Two and a half hours later, at just past ten P. M. , she got off the bus in downtown Seattle. Pioneer Square, to be exact. It was where you could disappear in Seattle. She knew all about being invisible. It was what she needed now, to become an insubstantial shadow in a blurry world.
But as she moved in this place that should have welcomed her with its dark corners and blind alleys, her headache intensified. It felt like hammer blows to the skull. She heard the small whimpering sound she made and thought that it couldn’t be coming from her. She’d learned how to suffer through pain quietly, hadn’t she? He’d taught her how a long time ago.
She hurt so much she couldn’t think straight.

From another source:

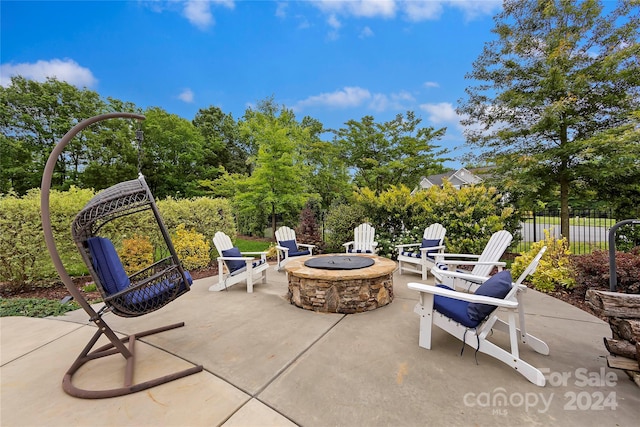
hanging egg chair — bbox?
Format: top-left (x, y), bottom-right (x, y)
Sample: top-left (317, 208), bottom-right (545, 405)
top-left (41, 113), bottom-right (202, 399)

The next thing she knew, she was falling.
Nineteen
Cloud came awake in stages. First came the realization of her pain, then of her breathing, then that she smelled clean. That told her where she was.
Hospital. She’d been in enough of them in her life to recognize the sights and smells and sounds. It was November 2005, and she was running away.
She lay quietly, afraid to open her eyes. She remembered the night before in staccato images—a red flashing light, being lifted onto a gurney and wheeled into a bright white room. Doctors and nurses buzzing around her, asking who had beaten her up and who they could call for her. She’d closed her eyes and ignored them. Her mouth had been so dry she couldn’t talk even if she had had something to say, and now the shaking in her hands was back.
There was someone in the room with her. She could hear breathing, and the flipping of pages on a chart. Cautiously, she opened her good eye. The other felt swollen shut.
“Hello, Dorothy,” said a plump black woman with dreadlocks and a smattering of dark freckles across her fleshy cheeks.